Publishers Weekly - Publisher's Weekly
Written for Ralph Waldo Emerson's daughter, Ellen, when Alcott was 16, and first published in 1855, these six prosy fairy tales were chosen from a 1992 collection, Louisa May Alcott's Fairy Tales and Fantasy Stories, edited by Daniel Shealy; Shealy provides an informative afterword here. Readers meet a cast of elves, fairies, brownies and sprites with such Shakespearean names as Willy Wisp, Moonbeam and Thistledown, and the children who occasionally dally with them. Thinly disguised morality lessons told in an over-upholstered style, they instruct the audience in the importance of various virtues. In "The Frost King," for example, elves resolve to conquer the ice-hearted ruler of winter through peaceable means ("Let us teach you how beautiful sunshine and love and happy work can make you"). More than a little dated, the stories grow tedious with lofty homilies (e.g., "little Annie dwelt like a sunbeam in her home, each day growing richer in the love of others and happier in herself"). Preiss's (The Pig's Alphabet) garish artwork further hampers an emotional connection to the stories. The lack of tonal subtlety is aggravated by a self-consciously multicultural-esque grouping of fairy folk with oversize but misshapen eyes and bizarrely pointed ears and chins. Even the typeface, which has distractingly flowery ligatures, is overdone. All but the most die-hard Alcott fans can skip this one. Ages 5-12. (June)
Independent Publisher
Flower Fables is a treasury of six different stories penned by Louisa May
Alcott. These old-fashioned fairy tales have been compiled and edited by Daniel Shealy, who has done editing on several Alcott books. The text is very readable, and has magic flavor added via the font's joining together of several letters. Today's children, like many children of the past, will enjoy meeting Alcott's fairies, sentient flowers, and other real and imagined characters.
Illustrator Leah Palmer Preiss has filled the book with delightful and intersting fairies and other creatures.
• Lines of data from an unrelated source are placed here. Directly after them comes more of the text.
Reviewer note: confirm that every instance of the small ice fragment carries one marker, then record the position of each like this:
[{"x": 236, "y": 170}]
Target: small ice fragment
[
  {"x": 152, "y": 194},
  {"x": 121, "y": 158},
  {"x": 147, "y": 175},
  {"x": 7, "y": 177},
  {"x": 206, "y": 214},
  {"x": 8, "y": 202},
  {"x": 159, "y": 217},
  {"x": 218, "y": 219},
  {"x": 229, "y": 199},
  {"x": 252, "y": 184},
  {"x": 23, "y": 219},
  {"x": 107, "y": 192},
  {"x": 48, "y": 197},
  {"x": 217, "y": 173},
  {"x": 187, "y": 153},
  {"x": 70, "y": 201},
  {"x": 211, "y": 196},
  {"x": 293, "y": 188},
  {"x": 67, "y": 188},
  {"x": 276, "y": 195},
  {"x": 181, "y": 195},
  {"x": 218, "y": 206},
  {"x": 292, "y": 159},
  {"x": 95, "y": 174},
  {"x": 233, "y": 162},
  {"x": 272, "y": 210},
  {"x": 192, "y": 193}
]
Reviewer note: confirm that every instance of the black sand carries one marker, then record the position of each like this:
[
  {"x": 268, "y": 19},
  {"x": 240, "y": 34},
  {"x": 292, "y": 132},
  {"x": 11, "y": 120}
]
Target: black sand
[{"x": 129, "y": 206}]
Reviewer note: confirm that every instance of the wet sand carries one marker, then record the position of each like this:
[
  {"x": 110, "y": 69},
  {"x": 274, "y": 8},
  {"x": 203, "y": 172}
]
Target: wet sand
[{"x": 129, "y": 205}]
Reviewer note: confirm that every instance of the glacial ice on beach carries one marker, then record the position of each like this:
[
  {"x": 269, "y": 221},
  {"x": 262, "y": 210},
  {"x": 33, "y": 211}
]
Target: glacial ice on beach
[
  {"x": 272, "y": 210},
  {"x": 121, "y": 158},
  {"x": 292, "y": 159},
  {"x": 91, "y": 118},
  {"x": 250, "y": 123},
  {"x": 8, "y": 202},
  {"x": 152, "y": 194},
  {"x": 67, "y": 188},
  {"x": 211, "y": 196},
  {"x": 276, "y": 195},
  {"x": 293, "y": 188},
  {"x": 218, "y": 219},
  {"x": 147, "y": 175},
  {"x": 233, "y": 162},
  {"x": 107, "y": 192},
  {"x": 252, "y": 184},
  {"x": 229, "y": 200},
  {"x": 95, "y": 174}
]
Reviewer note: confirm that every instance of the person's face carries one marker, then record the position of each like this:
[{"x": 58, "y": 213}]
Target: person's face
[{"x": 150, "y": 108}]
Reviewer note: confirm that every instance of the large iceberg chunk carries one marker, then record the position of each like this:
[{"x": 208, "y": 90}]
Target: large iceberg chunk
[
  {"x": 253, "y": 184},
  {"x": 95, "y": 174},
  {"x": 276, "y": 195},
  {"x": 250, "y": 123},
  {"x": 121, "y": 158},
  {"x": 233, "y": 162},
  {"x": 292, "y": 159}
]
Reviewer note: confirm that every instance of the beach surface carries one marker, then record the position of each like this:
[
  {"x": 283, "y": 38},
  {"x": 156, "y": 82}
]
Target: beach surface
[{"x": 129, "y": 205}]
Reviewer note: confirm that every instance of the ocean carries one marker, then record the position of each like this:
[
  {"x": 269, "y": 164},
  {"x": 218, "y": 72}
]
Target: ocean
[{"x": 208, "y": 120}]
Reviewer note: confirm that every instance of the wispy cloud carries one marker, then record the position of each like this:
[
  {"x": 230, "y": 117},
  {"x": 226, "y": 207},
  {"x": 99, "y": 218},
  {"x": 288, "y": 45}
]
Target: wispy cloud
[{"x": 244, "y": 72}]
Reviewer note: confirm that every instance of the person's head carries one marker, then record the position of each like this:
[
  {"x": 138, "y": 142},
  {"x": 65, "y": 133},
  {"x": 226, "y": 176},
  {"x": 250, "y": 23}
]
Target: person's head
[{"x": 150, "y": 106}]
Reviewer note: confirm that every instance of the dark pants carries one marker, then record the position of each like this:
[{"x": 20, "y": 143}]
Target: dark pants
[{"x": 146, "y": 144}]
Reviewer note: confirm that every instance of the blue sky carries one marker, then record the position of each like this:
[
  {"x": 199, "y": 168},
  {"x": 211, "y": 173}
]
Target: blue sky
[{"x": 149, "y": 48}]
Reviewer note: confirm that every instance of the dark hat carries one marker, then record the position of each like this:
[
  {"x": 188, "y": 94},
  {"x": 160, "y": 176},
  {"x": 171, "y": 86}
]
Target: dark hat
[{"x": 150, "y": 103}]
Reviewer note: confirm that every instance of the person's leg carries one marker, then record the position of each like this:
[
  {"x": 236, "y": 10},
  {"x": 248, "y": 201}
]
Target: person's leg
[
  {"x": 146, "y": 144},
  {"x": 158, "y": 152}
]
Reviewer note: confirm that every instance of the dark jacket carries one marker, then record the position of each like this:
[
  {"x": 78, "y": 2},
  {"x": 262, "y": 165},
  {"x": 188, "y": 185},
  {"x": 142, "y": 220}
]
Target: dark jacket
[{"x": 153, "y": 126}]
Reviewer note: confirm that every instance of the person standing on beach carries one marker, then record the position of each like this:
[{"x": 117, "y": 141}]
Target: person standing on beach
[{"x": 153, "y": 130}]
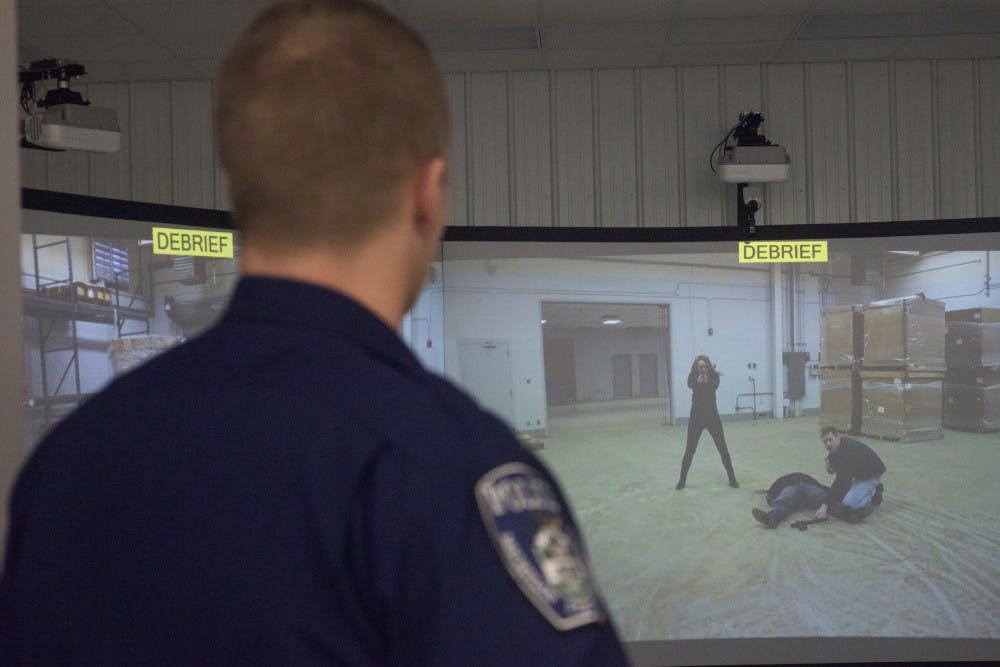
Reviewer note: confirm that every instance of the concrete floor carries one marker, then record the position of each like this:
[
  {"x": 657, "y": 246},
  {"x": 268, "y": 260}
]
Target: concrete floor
[{"x": 694, "y": 564}]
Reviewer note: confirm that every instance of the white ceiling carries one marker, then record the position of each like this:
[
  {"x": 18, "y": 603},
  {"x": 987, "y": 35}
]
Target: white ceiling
[{"x": 138, "y": 40}]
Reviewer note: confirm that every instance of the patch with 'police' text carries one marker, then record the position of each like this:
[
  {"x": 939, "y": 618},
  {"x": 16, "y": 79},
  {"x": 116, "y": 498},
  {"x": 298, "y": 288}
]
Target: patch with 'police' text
[{"x": 538, "y": 545}]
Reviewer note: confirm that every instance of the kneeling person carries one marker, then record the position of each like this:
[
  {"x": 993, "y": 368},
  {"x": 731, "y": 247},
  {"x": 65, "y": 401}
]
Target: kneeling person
[{"x": 858, "y": 485}]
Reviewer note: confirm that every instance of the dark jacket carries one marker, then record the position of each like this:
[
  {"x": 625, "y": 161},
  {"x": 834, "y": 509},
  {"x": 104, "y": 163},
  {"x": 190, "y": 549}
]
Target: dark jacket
[
  {"x": 788, "y": 480},
  {"x": 852, "y": 461},
  {"x": 290, "y": 488},
  {"x": 703, "y": 393}
]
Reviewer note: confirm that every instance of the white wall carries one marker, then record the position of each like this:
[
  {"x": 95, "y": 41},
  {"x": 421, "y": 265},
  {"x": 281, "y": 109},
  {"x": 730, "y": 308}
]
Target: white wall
[
  {"x": 500, "y": 299},
  {"x": 12, "y": 447},
  {"x": 869, "y": 141}
]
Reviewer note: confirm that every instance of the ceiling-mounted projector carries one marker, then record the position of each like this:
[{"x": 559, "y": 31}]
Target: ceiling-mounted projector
[
  {"x": 72, "y": 127},
  {"x": 752, "y": 159},
  {"x": 64, "y": 120}
]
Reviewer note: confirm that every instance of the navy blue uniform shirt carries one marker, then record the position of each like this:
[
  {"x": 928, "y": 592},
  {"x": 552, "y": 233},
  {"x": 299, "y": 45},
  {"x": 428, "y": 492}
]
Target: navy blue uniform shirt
[{"x": 293, "y": 488}]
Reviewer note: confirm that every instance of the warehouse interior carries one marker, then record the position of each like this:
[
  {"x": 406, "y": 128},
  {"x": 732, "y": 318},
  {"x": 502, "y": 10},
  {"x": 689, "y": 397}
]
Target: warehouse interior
[
  {"x": 602, "y": 115},
  {"x": 693, "y": 564}
]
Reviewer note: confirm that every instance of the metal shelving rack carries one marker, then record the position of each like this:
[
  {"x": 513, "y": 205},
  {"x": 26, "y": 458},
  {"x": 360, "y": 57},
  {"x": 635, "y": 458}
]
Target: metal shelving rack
[{"x": 57, "y": 398}]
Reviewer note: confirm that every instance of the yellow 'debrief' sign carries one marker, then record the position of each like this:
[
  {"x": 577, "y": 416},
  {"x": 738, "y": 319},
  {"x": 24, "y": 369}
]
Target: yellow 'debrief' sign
[
  {"x": 196, "y": 242},
  {"x": 770, "y": 252}
]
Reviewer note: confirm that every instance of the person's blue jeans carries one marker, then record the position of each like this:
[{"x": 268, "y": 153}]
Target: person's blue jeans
[
  {"x": 860, "y": 494},
  {"x": 795, "y": 497}
]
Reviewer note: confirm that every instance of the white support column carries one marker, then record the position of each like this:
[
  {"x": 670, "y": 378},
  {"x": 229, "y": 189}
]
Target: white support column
[
  {"x": 777, "y": 341},
  {"x": 12, "y": 442}
]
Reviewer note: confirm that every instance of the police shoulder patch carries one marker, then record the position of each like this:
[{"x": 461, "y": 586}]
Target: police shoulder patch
[{"x": 538, "y": 545}]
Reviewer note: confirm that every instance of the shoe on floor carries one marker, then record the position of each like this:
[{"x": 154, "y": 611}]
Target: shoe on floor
[
  {"x": 765, "y": 518},
  {"x": 858, "y": 515}
]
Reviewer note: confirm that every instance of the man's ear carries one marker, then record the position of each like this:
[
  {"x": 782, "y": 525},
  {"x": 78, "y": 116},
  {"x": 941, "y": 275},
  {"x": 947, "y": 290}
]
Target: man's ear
[{"x": 431, "y": 196}]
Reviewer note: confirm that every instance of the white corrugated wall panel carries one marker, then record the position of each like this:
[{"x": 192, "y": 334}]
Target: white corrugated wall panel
[
  {"x": 110, "y": 173},
  {"x": 616, "y": 145},
  {"x": 34, "y": 168},
  {"x": 68, "y": 171},
  {"x": 193, "y": 155},
  {"x": 785, "y": 117},
  {"x": 956, "y": 131},
  {"x": 871, "y": 124},
  {"x": 914, "y": 140},
  {"x": 829, "y": 180},
  {"x": 741, "y": 92},
  {"x": 488, "y": 149},
  {"x": 152, "y": 143},
  {"x": 989, "y": 140},
  {"x": 703, "y": 193},
  {"x": 458, "y": 213},
  {"x": 574, "y": 148},
  {"x": 532, "y": 150},
  {"x": 658, "y": 148},
  {"x": 869, "y": 141}
]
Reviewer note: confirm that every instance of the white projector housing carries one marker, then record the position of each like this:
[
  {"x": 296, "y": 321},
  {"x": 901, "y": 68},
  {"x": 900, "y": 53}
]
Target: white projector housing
[
  {"x": 74, "y": 127},
  {"x": 754, "y": 164}
]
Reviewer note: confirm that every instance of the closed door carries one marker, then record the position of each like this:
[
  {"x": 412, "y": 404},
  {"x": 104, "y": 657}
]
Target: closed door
[
  {"x": 649, "y": 376},
  {"x": 621, "y": 375},
  {"x": 484, "y": 370}
]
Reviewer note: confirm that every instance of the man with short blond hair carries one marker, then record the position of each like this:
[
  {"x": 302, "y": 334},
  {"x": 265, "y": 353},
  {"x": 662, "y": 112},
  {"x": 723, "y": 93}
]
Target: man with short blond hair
[{"x": 292, "y": 487}]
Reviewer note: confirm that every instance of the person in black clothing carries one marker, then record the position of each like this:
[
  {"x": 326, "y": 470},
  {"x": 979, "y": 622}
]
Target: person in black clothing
[
  {"x": 790, "y": 493},
  {"x": 858, "y": 485},
  {"x": 292, "y": 486},
  {"x": 704, "y": 380}
]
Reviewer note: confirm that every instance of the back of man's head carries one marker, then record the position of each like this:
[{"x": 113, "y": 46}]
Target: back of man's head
[{"x": 323, "y": 108}]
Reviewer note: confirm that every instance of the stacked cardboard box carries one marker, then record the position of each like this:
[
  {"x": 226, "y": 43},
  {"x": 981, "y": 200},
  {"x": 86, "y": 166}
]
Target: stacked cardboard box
[
  {"x": 841, "y": 348},
  {"x": 972, "y": 384},
  {"x": 902, "y": 372}
]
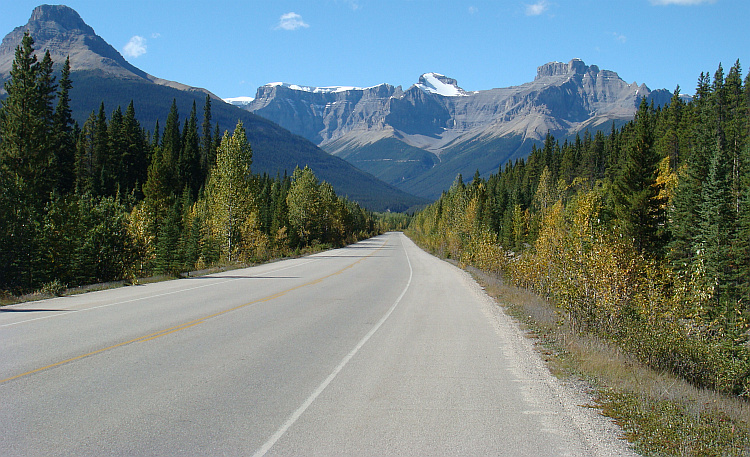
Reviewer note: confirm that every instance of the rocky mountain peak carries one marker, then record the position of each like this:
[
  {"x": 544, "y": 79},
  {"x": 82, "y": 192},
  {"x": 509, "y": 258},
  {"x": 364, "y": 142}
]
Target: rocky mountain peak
[
  {"x": 574, "y": 67},
  {"x": 60, "y": 17},
  {"x": 439, "y": 84}
]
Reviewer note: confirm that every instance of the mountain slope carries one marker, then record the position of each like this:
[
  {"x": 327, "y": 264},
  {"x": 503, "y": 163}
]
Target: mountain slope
[
  {"x": 101, "y": 75},
  {"x": 456, "y": 131}
]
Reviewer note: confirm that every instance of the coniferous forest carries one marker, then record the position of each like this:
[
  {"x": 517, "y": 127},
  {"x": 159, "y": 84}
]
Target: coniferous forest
[
  {"x": 110, "y": 200},
  {"x": 641, "y": 235}
]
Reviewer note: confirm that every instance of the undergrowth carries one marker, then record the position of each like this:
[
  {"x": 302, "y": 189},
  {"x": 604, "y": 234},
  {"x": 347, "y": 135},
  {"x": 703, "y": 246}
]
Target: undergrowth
[{"x": 660, "y": 414}]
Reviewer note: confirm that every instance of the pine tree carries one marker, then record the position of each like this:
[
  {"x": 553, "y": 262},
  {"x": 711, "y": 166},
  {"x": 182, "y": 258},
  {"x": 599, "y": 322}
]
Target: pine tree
[
  {"x": 135, "y": 154},
  {"x": 636, "y": 203},
  {"x": 303, "y": 204},
  {"x": 208, "y": 153},
  {"x": 64, "y": 146},
  {"x": 25, "y": 122},
  {"x": 105, "y": 177},
  {"x": 188, "y": 165}
]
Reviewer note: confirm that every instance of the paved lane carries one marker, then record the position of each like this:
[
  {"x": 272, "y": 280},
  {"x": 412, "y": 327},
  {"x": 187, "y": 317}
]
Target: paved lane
[{"x": 374, "y": 349}]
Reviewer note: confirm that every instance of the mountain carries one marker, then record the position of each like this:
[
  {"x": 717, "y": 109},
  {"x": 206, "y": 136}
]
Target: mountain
[
  {"x": 419, "y": 139},
  {"x": 101, "y": 75}
]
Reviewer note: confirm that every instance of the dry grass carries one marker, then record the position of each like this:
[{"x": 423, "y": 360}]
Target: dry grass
[{"x": 660, "y": 413}]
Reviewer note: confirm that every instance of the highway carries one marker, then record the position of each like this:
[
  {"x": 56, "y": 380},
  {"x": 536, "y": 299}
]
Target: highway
[{"x": 374, "y": 349}]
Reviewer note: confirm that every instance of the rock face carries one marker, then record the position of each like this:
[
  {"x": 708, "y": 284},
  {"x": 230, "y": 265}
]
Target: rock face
[
  {"x": 100, "y": 75},
  {"x": 62, "y": 31},
  {"x": 460, "y": 131}
]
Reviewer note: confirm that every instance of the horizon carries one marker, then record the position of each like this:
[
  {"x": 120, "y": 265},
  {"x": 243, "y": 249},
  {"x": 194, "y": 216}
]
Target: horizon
[{"x": 362, "y": 43}]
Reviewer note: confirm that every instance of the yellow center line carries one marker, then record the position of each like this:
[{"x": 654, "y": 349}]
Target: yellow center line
[{"x": 177, "y": 328}]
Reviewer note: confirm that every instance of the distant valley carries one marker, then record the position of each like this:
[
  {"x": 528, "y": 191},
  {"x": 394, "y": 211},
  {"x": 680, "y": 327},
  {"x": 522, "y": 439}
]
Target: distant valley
[{"x": 101, "y": 75}]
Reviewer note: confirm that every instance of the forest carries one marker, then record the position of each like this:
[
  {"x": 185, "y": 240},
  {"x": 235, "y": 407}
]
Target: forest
[
  {"x": 640, "y": 236},
  {"x": 110, "y": 200}
]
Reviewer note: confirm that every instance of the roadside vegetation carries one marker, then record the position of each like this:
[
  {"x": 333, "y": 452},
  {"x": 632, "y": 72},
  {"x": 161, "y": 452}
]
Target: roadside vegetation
[
  {"x": 110, "y": 201},
  {"x": 640, "y": 239}
]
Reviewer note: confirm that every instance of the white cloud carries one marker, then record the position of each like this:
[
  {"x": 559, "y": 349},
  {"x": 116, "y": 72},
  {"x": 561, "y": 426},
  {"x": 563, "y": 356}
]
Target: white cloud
[
  {"x": 680, "y": 2},
  {"x": 353, "y": 4},
  {"x": 537, "y": 8},
  {"x": 291, "y": 21},
  {"x": 135, "y": 48}
]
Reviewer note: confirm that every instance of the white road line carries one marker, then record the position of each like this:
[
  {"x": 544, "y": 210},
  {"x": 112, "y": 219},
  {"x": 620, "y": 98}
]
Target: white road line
[
  {"x": 106, "y": 305},
  {"x": 301, "y": 410}
]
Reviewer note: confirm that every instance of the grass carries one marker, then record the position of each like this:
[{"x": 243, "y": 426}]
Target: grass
[
  {"x": 56, "y": 289},
  {"x": 660, "y": 414}
]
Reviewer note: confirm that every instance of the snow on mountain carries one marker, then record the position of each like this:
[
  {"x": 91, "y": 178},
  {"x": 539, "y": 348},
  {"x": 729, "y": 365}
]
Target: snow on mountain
[
  {"x": 317, "y": 90},
  {"x": 440, "y": 84},
  {"x": 239, "y": 101}
]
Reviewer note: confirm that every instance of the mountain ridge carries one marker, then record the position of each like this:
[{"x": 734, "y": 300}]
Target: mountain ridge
[
  {"x": 101, "y": 75},
  {"x": 438, "y": 117}
]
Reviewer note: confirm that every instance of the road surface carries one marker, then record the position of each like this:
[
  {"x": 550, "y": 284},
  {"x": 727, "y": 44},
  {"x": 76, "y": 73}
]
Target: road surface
[{"x": 374, "y": 349}]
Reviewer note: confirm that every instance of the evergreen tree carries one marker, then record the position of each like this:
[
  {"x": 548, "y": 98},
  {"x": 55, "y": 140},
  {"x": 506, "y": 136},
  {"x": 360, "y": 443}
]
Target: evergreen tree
[
  {"x": 636, "y": 203},
  {"x": 188, "y": 165},
  {"x": 25, "y": 123},
  {"x": 64, "y": 145},
  {"x": 208, "y": 153}
]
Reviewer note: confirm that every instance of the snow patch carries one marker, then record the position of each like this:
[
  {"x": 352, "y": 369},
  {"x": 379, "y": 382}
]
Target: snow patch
[
  {"x": 239, "y": 101},
  {"x": 433, "y": 83},
  {"x": 318, "y": 90}
]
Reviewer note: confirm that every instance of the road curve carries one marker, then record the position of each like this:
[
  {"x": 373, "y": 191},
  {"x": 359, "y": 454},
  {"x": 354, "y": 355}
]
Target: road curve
[{"x": 374, "y": 349}]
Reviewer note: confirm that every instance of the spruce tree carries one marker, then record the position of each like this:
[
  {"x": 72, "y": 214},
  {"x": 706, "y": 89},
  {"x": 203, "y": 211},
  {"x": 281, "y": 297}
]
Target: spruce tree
[
  {"x": 208, "y": 153},
  {"x": 636, "y": 203},
  {"x": 64, "y": 146}
]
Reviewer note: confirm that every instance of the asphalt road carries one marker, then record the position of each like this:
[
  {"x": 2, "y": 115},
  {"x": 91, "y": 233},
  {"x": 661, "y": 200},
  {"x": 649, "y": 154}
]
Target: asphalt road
[{"x": 374, "y": 349}]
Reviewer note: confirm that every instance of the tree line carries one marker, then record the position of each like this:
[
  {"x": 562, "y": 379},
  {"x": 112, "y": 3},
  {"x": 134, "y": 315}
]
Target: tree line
[
  {"x": 110, "y": 200},
  {"x": 641, "y": 235}
]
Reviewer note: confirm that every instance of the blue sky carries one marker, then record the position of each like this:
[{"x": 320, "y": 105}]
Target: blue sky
[{"x": 232, "y": 47}]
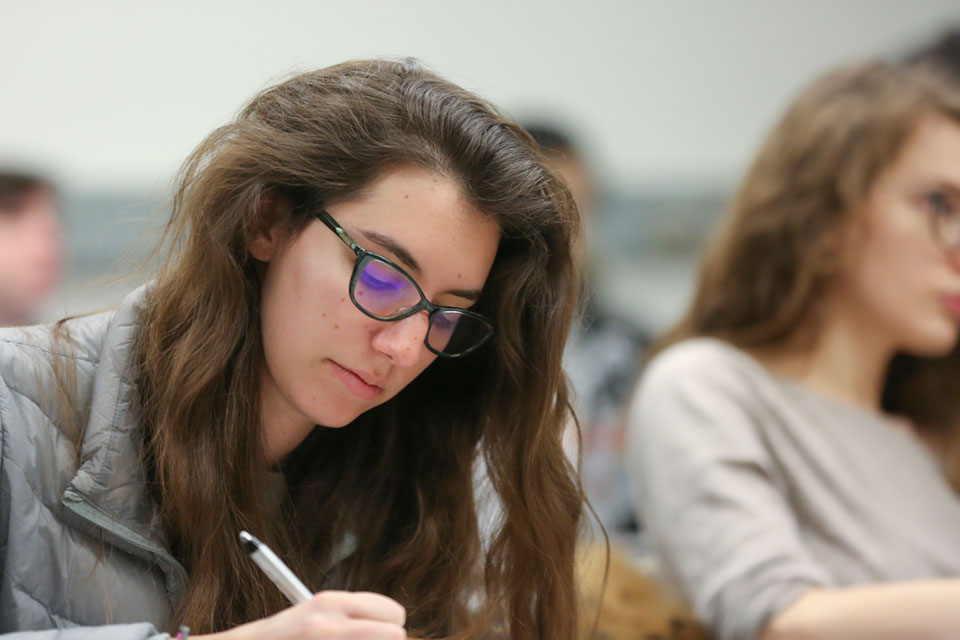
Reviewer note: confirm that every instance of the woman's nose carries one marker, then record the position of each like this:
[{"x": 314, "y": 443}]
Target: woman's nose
[{"x": 403, "y": 340}]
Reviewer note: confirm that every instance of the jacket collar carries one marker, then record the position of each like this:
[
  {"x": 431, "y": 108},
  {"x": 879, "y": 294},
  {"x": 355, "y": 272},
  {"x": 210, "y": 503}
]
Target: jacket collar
[{"x": 108, "y": 493}]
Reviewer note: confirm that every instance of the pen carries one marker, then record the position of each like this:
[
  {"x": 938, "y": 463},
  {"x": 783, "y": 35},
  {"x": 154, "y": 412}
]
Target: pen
[{"x": 275, "y": 569}]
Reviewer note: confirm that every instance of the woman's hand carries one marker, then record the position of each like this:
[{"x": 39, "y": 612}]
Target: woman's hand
[{"x": 328, "y": 615}]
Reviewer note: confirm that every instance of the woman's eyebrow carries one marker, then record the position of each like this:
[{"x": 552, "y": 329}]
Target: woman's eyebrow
[{"x": 394, "y": 247}]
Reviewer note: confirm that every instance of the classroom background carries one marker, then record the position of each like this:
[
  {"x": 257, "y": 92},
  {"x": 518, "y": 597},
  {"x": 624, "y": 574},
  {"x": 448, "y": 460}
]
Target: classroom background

The illustrations are bright and full.Readers may want to watch for the bonuses of quotations and tiny protraits of those who influenced Louisa May Alcott.
This book would make a good bedtime storybook, and like many tales of old, has good morals that children could take away with them perhaps without even realizing there was a lesson involved. The afterword is also interesting as it shares interesting details about Miss Alcott. For example, she wrote these tales when she was 16. Another bonus at the end of the book is the biographies that go along with the quotations and miniature portraits.
--SM Ford
Reviewers Bookwatch
Louisa May Alcott's "fairy folk" are back! Best known for her classic books Little Men and Little Women, her equally enchanting fairy tales are now reintroduced to a new generation of readers in this timeless volume of stories beautifully illustrated by the artistic talents of Leah Palmer Preiss with the publication of Flower Fables. This wonderfully delightful collection of six fairy tales and twenty-five newly comissioned illustrations permit the reader to enter ALcott's nature fairyland and meet her fascinating and memorable fairy folk. Flower Fables is a highly recommended addition to all personal, school, and public library
mythology, folklore and fairy tale collections.